Мы с приятелем недавно делились впечатлениями о Белоруссии и, рассмеявшись, сошлись на общем ощущении: Белоруссия, несмотря на диктатора Лукашенко – это Европа. А не Азия, каковой полным-полно в Москве, несмотря на кичливые стеклянные новостройки, – и какой хватает даже в Петербурге, несмотря на его строгий, стройный европейский вид. Да, сегодняшний Минск – советский город, где нет рекламы, где возле кинотеатров висит написанный плакатным пером «репертуар на месяц», где до сих пор вывески «Ателье», «Гастроном», «Продукты», сделанные из светящихся трубочек. Но все же он часть Европы.
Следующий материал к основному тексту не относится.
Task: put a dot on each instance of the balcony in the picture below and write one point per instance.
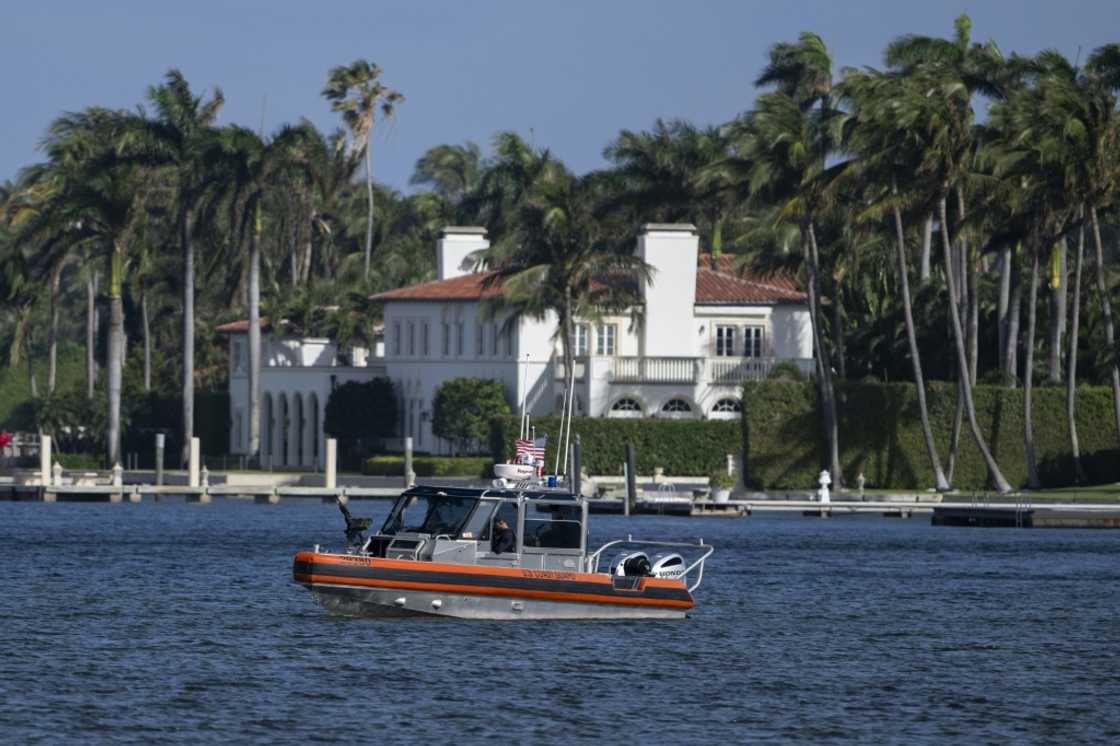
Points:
(654, 370)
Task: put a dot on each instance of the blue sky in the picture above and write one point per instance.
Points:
(570, 74)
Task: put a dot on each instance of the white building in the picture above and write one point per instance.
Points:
(703, 329)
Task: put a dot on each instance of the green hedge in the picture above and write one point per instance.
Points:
(681, 447)
(429, 466)
(880, 435)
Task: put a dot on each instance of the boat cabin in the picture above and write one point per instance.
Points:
(457, 525)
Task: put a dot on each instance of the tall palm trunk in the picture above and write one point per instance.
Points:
(828, 395)
(1004, 306)
(114, 358)
(254, 341)
(146, 329)
(1057, 296)
(369, 197)
(940, 481)
(1028, 375)
(91, 333)
(56, 274)
(1071, 383)
(1011, 353)
(926, 246)
(962, 370)
(188, 336)
(1107, 313)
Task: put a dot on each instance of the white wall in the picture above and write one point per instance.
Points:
(454, 248)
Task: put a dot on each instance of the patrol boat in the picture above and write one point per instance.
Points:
(437, 555)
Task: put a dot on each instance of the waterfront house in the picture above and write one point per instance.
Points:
(703, 329)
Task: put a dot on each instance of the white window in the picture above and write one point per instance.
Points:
(753, 342)
(725, 341)
(605, 335)
(731, 406)
(581, 341)
(677, 406)
(626, 407)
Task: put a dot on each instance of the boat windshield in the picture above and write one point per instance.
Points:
(431, 514)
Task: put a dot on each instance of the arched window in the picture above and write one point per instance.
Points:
(726, 409)
(626, 407)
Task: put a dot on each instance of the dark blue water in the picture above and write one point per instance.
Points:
(171, 622)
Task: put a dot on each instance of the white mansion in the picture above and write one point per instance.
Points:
(703, 329)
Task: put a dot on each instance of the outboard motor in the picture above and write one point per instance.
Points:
(635, 565)
(668, 566)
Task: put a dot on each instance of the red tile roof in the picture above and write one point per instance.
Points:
(241, 326)
(717, 283)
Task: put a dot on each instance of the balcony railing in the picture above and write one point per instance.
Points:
(654, 370)
(714, 371)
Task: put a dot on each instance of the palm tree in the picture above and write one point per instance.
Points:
(558, 259)
(356, 92)
(176, 140)
(451, 170)
(886, 156)
(96, 190)
(782, 148)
Да, захваченный, опущенный и униженный автократом Лукашенко, но все же западный город. Есть такое ощущение.

Тот же пьянящий дух Европы бил нам в голову в СССР, когда мы выбирались в Ригу, Каунас или Таллин, да и в тот же Минск, и во Львов, не говоря уж про совсем западный Ужгород.

И мы с приятелем стали думать, в каком дупле гнездится этот дух, и, перебрав разные варианты, в итоге оставили те, по которым практически безошибочно можно отделить Европу от Азии, Запад и Востока.

ПРИЗНАК ПЕРВЫЙ: ГРЯЗЬ

В Европе неизменно чисто; в Азии неизменно грязно, – ей-ей, это главный индикатор того, какой тип культуры вас окружает. Белоруссия потому и кажется Европой, что вылизана до пылинки, как Голландия или Франция. А вот Москва – это Бангкок, где чисто только на центральных улицах, а шаг в сторону – и ужас-ужас-ужас. И Петербург – это тоже Азия: сейчас, когда я пишу, город завален сугробами, по тротуарам не пройти, а по дорогам, в чавкающей каше, движутся вперемешку машины и люди. Бомбей. И то, что в этом Санкт-Бомбее с воплями мигалок расчищают путь местной султанше – сходство лишь усиливает.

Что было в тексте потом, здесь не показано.